Methods Children from the 2004 Pelotas Birth Cohort were enrolled just after birth and were followed-up at home in several occasions when information on a series of maternal (socio-economic, demographic, reproductive, and behavioural characteristics, and maternal depression) and child co-variables (intensive care unit hospitalisation at birth, hospitalisations during the first year, breastfeeding duration and bed-sharing) was collected by trained fieldworkers. Estimated gestational age was based on last menstrual period or, when unknown or inconsistent, through the Dubowitz method. Presence of behavioural problems was assessed through application of the Child Behaviour Checklist (CBCL) to the mothers. Adjusted analyses were run through linear regression.

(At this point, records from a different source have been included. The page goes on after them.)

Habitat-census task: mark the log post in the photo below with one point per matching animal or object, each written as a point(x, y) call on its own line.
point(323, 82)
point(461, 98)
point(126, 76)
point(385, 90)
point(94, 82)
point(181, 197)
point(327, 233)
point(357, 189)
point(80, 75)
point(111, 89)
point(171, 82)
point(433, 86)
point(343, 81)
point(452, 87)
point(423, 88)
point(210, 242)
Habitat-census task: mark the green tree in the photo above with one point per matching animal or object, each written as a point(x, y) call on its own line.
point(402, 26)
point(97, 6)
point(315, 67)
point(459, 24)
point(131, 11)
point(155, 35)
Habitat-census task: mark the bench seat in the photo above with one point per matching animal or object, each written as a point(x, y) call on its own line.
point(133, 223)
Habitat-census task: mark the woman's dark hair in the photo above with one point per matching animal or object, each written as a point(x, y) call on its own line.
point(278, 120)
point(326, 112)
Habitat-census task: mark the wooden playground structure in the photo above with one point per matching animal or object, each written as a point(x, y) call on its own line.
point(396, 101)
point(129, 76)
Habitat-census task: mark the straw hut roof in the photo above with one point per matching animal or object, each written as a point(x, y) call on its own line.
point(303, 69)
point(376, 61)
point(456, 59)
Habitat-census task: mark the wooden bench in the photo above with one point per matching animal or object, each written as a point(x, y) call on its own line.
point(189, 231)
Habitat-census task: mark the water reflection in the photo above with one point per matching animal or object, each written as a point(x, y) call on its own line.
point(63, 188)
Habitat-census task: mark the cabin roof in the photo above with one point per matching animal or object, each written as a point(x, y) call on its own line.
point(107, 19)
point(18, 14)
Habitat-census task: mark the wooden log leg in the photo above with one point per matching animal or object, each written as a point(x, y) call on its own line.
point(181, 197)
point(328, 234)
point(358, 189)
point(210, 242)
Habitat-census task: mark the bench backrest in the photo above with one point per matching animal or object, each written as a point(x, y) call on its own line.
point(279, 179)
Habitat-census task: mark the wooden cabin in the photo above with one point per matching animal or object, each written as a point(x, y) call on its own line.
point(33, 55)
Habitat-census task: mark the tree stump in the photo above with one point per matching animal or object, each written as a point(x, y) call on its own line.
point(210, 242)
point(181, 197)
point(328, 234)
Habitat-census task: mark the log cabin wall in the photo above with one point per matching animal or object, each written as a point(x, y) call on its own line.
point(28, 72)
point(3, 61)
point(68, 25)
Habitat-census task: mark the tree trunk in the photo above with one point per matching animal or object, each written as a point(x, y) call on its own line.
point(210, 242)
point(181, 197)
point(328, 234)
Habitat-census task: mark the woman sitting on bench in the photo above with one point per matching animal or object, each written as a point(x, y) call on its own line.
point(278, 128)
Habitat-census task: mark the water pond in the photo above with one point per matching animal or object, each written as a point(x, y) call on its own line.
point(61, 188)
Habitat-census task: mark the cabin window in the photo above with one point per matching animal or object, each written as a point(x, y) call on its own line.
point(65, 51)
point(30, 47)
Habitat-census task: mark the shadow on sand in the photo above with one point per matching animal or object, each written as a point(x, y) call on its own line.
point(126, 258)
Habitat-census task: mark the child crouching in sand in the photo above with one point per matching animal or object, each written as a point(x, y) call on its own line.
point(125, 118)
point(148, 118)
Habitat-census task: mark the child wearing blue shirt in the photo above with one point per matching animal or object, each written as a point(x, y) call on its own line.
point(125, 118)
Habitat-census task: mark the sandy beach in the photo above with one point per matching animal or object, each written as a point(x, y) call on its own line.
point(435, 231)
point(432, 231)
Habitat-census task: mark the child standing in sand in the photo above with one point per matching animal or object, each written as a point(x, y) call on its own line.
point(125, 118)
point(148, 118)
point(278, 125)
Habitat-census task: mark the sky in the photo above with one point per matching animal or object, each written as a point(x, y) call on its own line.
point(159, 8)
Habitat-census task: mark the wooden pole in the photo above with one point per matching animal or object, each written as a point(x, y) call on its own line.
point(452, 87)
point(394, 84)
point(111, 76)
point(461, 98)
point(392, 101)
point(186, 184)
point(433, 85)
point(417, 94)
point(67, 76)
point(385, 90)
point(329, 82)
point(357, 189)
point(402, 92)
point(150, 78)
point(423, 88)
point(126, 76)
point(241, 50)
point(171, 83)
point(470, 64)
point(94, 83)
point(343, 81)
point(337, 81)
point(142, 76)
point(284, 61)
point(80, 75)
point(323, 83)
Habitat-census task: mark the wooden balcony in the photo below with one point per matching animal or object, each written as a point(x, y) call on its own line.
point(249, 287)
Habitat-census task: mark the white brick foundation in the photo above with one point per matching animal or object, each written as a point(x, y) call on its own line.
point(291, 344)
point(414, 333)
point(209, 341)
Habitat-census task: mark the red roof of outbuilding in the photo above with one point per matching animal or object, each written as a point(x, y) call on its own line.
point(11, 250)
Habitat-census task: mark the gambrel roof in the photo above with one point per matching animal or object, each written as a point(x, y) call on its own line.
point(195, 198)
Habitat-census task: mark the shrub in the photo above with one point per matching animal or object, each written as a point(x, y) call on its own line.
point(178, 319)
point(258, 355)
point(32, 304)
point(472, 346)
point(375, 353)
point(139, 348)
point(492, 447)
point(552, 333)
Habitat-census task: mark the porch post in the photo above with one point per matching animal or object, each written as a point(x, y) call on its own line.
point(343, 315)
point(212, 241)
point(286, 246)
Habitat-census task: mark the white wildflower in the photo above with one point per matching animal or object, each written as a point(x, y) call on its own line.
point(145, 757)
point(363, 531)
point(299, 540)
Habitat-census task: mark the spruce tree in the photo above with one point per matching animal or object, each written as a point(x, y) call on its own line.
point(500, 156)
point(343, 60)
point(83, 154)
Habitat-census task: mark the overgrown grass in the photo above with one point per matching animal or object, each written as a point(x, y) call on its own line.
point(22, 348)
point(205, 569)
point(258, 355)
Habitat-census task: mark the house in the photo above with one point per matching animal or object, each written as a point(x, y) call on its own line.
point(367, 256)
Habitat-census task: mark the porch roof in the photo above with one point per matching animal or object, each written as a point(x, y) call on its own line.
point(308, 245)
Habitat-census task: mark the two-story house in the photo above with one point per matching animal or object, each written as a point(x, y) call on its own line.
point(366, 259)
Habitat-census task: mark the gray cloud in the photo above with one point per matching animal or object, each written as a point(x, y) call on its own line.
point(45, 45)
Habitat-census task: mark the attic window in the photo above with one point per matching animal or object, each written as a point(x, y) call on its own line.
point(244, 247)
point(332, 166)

Results There were 4231 livebirths, 14.5% were preterm newborns, 77% of whom were LPT. A total of 3411 children were assessed at the age of 4 years (416 LPT and 2995 full term). Mean CBCL rates were higher for LPT than for full term children (36.6 and 34.2, respectively; p=0.007). After allowing for confounders (family income, maternal and child characteristics) the association was no longer significant (β=0.4; SE=0.9; p=0.635). No interaction was observed between LPT and any of the studied co-variables.
Conclusion LPT children present higher rates in CBCL than term children, but the difference relies mainly on lower socioeconomic conditions.